Good luck & welcome to CSR!
 
Thanks, I plan to do just that. My dad did an amazingly detailed inspection of the boat-hugely helpful :smt038

One other thing that didn't work was the trim tabs.
 
Welcome to the area! I think a 21-24' BR or SD would be perfect for what you want to do. You should be able to find one in decent shape in your price range. I would definately pay a good surveyor or mechanic to look it over and check out the engine (and take him on the test ride). I paid a mechanic to inspect our boat when we bought it and he charged me $150 and wrote out an estimate of needed repairs, the seller deducted $2000 off the price based on the inspection report as it needed new manifolds/risers and a bilge pump.

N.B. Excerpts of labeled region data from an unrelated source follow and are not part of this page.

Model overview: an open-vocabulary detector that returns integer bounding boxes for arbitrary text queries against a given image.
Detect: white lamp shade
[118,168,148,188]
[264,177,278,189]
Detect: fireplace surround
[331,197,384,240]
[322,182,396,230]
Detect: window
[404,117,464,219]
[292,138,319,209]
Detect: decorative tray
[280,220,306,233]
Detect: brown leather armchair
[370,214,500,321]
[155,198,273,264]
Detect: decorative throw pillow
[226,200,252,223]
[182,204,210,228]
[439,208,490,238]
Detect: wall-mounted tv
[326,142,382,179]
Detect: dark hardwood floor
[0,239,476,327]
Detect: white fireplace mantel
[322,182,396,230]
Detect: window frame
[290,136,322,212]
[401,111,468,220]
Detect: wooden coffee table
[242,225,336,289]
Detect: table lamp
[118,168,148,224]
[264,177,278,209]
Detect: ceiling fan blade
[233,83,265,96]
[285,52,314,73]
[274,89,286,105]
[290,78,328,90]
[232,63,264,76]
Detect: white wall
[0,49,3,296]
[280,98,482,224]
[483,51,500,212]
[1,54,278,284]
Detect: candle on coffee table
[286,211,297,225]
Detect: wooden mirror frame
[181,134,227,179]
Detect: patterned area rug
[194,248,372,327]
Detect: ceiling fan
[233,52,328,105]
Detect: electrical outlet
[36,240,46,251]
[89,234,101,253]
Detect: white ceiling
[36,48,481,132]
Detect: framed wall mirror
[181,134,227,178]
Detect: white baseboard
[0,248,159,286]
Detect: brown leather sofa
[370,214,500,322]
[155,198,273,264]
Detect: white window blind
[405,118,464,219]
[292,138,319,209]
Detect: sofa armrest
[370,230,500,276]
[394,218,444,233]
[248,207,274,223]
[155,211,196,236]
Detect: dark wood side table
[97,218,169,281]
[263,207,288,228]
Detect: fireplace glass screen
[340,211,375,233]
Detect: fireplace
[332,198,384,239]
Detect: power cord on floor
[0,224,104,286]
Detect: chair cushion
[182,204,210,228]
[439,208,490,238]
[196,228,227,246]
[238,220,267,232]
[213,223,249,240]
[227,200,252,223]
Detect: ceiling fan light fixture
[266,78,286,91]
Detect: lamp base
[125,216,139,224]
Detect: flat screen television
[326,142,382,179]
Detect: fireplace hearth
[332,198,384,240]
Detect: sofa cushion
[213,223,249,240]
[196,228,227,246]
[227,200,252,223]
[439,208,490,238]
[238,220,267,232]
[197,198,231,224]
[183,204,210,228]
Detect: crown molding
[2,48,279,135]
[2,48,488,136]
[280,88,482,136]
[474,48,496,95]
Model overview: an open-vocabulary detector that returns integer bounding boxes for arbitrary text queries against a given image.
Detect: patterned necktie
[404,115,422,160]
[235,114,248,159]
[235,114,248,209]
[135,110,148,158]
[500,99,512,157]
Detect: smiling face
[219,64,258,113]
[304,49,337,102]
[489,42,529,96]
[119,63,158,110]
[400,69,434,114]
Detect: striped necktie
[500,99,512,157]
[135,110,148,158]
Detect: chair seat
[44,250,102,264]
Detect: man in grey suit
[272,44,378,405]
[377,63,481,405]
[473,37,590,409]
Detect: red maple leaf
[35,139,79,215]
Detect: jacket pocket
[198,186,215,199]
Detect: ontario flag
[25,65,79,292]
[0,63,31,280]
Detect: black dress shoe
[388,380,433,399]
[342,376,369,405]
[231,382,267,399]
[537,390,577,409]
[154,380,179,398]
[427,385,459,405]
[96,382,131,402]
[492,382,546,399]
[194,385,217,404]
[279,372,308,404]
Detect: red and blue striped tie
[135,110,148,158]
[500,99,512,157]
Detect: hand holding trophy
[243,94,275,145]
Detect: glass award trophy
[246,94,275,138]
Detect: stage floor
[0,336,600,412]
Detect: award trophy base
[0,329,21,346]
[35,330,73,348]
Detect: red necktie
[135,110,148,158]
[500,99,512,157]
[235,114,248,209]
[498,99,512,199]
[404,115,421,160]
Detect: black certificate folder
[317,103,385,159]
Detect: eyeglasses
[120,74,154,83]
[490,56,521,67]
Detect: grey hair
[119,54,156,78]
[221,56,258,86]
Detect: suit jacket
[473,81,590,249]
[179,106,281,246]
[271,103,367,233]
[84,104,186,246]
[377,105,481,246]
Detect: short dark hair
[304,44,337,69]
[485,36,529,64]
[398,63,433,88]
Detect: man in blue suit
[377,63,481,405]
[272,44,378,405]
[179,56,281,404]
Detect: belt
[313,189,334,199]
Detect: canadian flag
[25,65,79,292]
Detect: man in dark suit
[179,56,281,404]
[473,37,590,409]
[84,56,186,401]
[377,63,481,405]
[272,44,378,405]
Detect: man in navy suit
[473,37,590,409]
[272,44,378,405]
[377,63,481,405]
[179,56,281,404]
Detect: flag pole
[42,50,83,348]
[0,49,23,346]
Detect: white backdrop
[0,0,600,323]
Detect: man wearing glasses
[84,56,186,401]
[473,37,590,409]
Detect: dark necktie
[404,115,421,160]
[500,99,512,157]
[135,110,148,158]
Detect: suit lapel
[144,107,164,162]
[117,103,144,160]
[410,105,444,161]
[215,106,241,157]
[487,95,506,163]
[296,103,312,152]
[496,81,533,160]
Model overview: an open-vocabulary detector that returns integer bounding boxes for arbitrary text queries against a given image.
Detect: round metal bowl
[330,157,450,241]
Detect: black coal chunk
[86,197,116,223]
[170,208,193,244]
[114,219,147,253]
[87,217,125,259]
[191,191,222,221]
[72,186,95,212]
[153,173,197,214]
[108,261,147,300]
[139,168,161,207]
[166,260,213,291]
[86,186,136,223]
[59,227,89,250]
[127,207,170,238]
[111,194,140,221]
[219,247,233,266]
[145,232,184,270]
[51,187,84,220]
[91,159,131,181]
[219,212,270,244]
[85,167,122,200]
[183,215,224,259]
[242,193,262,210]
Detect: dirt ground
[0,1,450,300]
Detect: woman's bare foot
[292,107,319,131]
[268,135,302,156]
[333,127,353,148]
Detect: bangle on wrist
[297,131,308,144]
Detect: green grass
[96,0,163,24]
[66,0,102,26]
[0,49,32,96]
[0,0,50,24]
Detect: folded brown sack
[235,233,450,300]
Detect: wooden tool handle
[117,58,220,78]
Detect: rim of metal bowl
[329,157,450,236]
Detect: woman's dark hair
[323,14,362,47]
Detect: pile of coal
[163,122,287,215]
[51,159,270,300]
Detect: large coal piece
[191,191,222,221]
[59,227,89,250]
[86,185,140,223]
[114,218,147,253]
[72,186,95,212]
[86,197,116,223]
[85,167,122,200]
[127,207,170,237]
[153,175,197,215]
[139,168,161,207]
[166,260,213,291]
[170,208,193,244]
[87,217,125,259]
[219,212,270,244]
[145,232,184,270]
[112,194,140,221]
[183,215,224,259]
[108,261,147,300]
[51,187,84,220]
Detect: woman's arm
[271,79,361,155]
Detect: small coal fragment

I wouldn't go much smaller than a 21-24' as you will need to cross Tampa Bay to get to the gulf beaches and most restaurants and it can get choppy going across the bay.

Happy hunting!!!
 
Thanks very much! For reference, how does your Sundeck 210 do crossing the bay? I would like to visit the gulf beaches and some of those islands at the inlet to the bay. Beernutz, thanks, lots of options for sure!

I also just saw a 1999 260BR on CL that I might take a look at in a couple weeks (if still available). How big is too big? I don't want something too cumbersome for skiing/tubing. I'm not concerned about docking/driving it--I parked my buddys' sundancers without too much trouble (27 and 34' I think they were). I've never driven a boat pulling things before though (only skied a few times before friends' boats--the biggest I think was a 23' Chaparral cuddy). I also spied (don't shoot me!) a couple of rather spiffy looking mid-1990s Formula 252 bowriders...

My landlord says the boat lift is good for at least 26" and 6k lbs (rated for 10k).